My dad rarely talked about his experiences in the war. Letters to his sister found after he passed, where he speaks of the sounds of gunfire echoing in the night; give some sense of his fear, but for the most part, his messages were positive.
In one letter, trying to reassure her, he reminds her of a little prayer their father had taught them, and said that she should repeat that, when she's having trouble sleeping.
However, one of the the most vivid memories I have of him, was when I was a teenager and he had just called into a local radio station, complaining of an arbitrary decision made by the government. I whined that I would now be embarrassed to go to school if my friends had heard him (teenage drama you know).
But he reminded me that the fight for democracy did not end on the battlefields, but was something you had to fight for everyday.
It didn't mean much then, but it resonates now.

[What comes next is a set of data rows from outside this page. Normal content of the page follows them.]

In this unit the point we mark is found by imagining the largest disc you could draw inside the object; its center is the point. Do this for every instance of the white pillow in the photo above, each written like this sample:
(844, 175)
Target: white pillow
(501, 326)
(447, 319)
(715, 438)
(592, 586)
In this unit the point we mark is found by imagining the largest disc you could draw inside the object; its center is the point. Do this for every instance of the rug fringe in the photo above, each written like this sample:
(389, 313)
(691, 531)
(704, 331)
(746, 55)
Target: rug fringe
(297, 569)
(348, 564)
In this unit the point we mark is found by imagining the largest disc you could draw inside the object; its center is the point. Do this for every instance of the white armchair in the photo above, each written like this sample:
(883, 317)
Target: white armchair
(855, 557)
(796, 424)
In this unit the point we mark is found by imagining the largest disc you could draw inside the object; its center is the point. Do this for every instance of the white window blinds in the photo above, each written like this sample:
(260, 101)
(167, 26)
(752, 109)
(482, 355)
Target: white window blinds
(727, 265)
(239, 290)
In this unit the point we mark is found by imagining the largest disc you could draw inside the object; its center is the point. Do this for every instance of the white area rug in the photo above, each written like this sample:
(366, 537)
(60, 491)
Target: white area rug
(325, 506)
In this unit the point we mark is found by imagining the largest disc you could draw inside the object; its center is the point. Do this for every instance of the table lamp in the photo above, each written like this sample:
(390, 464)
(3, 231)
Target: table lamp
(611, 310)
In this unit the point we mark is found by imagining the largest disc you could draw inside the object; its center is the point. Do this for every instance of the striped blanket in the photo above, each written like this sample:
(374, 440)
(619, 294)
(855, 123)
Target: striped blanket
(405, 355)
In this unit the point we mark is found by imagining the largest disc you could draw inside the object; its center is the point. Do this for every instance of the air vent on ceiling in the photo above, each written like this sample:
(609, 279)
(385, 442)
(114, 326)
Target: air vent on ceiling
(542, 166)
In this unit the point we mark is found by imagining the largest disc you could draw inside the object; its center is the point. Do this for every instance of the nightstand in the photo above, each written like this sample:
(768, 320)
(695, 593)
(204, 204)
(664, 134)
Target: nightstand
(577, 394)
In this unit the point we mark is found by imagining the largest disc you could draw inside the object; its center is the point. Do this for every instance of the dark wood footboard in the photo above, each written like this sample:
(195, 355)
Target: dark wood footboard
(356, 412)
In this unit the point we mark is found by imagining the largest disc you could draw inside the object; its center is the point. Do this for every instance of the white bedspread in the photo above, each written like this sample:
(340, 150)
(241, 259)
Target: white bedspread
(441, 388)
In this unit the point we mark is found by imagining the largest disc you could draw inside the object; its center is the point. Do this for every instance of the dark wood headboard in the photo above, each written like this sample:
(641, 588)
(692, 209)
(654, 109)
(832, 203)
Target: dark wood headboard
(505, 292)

The only way we can get this destructive government out of office, is to get people to vote. Apathy is responsible for their success, and ending apathy is crucial to to the success of our nation.
The other day, one of our CAPP members, Martin Peterson; stated that he was now becoming politically active in honour of an uncle who had died at Normandy. That is such a compelling statement, and inspired me to continue on a theme I had considered several months ago, even before Harper's latest power grab.
We honour our veterans, troops and fallen soldiers on Remembrance Day, with a message 'Lest we Forget'. Why not also honour them on election day, with a message of 'We Remember'?
Poppies could be sold, giving the legions a bit of extra income, and our campaign would not be partisan, but simply a fight for Canadian democracy.
I think I'm going to create some posters or flyers, with this theme. Most of us have someone in our family who is either fighting for democracy now in Afghanistan, or has fought in previous wars. Maybe we can carry a photo or keepsake, and let others know who we are really voting for.
Not the candidate but the person we will be paying homage to.
I will be voting for my father, my grandfather and a great uncle who died 'somewhere in France'. Who will you be voting for?